Just two years ago, one of the cell and gene therapy companies hired me to present an overview of the indications closest to market, at a meeting for Wall Street investors.
I bought a fancy suit, gave a nice talk. Then it was time for the panel discussion and I was parked conspicuously in the center of about 8 of us, the only female. Livestreaming began.
Look! We have a woman! Aren’t we enlightened?
It was a lengthy discussion, at which I was asked not a single question. The suit became uncomfortable as I fidgeted to keep my circulation going and pantyhose up, a pesky female characteristic. However, the audience was about 40 percent women, and I chatted with some of them later, so I remain optimistic that maybe someday we won’t need special reports celebrating successful women in the cell and gene therapy and other technical spaces.
WHY BOTHER?
How important is it to draw attention to the fact that women are underrepresented in certain fields? Why should a field even strive to attain the goal of 50:50? Because women want it? Because men feel guilty? Or because it makes a good story, enticing PR? Why is it wrong for more physicists to be men and more florists to be women, as long as individuals have equal opportunities?
The effort to attain the appearance of equity in technical fields could backfire. While it might interest some little girls in science, for others it just might plant the idea that it’s normal for women to avoid these fields. The latter would have been me.
I was a natural-born scientist, dragging home all sorts of creatures, dead or alive, from toddlerhood. And I was fortunate enough to have a mother who encouraged this behavior, even helping me fashion a bed in a sock drawer for a “lettuce bug” – a giant lime-green beast. When it perished and stank, we moved it to the fire escape. Nurturing an insect — what a combination of female and male characteristics!

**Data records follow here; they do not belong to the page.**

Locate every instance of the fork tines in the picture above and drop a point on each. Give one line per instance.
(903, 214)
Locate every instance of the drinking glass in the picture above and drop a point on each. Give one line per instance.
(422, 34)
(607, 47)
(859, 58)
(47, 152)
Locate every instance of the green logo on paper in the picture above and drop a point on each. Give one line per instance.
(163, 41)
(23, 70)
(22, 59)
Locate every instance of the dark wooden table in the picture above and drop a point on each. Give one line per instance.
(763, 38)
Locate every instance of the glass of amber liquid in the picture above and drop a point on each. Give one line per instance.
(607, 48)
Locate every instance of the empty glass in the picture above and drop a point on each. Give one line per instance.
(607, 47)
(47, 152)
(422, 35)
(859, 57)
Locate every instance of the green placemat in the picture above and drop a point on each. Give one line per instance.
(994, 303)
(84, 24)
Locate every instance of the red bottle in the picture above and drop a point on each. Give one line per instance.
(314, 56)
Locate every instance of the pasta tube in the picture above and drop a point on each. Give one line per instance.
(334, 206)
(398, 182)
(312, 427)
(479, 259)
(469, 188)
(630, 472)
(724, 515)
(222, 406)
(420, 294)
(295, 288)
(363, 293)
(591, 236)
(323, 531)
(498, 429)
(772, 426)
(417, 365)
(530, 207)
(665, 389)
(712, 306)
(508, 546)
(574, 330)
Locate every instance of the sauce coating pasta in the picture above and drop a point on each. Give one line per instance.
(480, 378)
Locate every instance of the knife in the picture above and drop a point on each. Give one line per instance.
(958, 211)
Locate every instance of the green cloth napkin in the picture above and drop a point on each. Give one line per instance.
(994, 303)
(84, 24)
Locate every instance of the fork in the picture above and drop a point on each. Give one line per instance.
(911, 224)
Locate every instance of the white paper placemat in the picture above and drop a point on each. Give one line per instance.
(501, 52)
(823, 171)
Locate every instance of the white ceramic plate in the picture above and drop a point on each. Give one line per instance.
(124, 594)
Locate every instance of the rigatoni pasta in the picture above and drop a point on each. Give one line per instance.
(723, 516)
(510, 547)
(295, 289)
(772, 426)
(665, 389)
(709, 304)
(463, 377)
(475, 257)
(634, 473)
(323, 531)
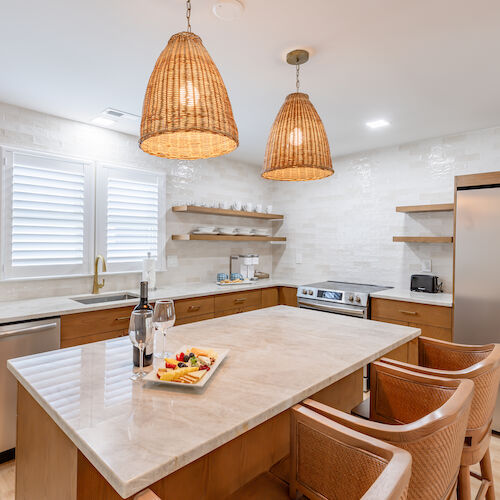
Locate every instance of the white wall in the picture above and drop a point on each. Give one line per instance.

When in the fourth grade a trip to the Baseball Hall of Fame turned into my first fossil-discovery expedition, she took me and my cigar box of brachiopods up to the top floor of the Museum of Natural History and asked the resident paleontologist to identify them. I was entranced.
Mom never for an instant said or did anything ever to even suggest that I couldn’t become an invertebrate paleontologist (as I wrote after the museum visit) or a geneticist or an entomologist because I was a she. And it certainly never occurred to me. I was the quintessential tomboy, and it was okay for me to dress like a boy and do what boys do.
I read books about scientists, not women scientists.
Kids might not naturally notice the distinctions that later divide people into categories. Why point them out?
Today, googling “women in science” still gets many more hits than “men in science.” We’re still an anomaly. But drawing attention to that is not only insulting, but it could actually turn off some young women.
So why not publish “The Most Influential PEOPLE in Cell & Gene Therapy” and include women?